Gaming cultural commentators like Lo certainly have a long uphill battle ahead of them to make games more inclusive. As she pointed out in her original piece, the highest rated thread on RimWorld’s Reddit channel remains, “Strategies for dealing with attractive lesbians?” And though she has managed to shield herself from the backlash so far, that doesn’t mean there hasn’t been one, as comments on her article and other platforms show.
— MadiraNofo (@MadiraNofo) November 3, 2016
— Elliott Holt (@HoltHere) November 4, 2016
Welp never reading @rockpapershot again. Claudia Lo's article on Rimworld is a disgusting piece of personal agenda mixed w/ lies & slander.
— NihiL (@NihiLTV) November 4, 2016
But many people have also encouraged Sylvester to hold his game to a higher standard. Others who had never considered that the code could be held to scrutiny in this way and are open to exploring that kind of critique further.
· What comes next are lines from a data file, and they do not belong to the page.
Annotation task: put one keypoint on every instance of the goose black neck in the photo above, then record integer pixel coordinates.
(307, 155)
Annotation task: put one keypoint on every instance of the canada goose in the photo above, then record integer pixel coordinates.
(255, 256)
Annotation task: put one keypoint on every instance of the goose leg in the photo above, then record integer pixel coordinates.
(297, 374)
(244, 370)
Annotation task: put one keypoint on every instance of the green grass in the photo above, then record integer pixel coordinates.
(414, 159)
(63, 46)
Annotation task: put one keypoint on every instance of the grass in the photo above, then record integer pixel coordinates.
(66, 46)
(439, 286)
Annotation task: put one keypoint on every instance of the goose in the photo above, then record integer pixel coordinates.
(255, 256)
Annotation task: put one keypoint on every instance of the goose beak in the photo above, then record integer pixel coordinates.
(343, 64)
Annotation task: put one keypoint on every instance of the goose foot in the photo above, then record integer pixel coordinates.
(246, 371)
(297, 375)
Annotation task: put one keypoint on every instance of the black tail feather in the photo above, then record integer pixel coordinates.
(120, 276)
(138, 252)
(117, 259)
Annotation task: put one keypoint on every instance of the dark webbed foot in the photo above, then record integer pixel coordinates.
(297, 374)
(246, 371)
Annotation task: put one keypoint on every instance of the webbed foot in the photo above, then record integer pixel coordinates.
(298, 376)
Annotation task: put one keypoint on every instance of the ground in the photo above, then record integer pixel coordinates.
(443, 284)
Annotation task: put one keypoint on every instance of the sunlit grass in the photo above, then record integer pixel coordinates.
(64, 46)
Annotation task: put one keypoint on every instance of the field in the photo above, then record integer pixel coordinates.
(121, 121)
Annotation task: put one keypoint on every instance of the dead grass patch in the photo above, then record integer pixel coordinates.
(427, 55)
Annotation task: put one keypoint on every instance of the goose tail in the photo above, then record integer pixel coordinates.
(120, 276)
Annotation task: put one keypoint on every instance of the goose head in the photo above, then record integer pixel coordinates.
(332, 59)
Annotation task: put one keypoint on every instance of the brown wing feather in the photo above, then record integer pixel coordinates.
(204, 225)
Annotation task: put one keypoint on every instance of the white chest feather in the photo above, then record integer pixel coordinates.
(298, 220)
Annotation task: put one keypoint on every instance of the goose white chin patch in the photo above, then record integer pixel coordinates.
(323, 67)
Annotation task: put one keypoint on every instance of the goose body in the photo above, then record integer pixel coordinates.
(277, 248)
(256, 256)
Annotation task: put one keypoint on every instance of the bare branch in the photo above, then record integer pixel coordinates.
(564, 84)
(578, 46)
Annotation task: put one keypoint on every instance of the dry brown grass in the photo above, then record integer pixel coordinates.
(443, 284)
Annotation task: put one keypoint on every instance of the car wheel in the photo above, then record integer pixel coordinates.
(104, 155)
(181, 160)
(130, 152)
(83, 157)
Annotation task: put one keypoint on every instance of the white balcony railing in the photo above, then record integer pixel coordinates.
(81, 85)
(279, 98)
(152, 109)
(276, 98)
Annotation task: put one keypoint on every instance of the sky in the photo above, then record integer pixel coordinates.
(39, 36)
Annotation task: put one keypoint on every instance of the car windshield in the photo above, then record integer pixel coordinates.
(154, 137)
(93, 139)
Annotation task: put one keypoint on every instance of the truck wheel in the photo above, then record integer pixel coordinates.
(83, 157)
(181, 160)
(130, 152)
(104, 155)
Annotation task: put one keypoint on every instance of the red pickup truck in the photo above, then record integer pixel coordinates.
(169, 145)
To clarify, what RimWorld did is silly, just – I have a fascination with what code could tell you about what person believes.
— James Hostetler (@metkis) November 3, 2016
Rimworld stuff is a (slightly ugly) snapshot of why games made by tiny teams can be so much more meaningful: Fragments of self, in the code.
— Matt Lees (@Jam_sponge) November 3, 2016
Breathtakingly excellent unpacking of the idea of "mechanics as metaphor" & the price of inattentive design: https://t.co/nkY025j0Um
— Adam Osborn (@adamcosborn) November 2, 2016
The roadblocks of GamerGate — shutting down challenging discussions with harassment — might actually be diminishing. The gaming community might not yet be a perfectly safe and open place for conversations about diversity and representation, but like the games themselves, it might just be growing a little bit more inclusive.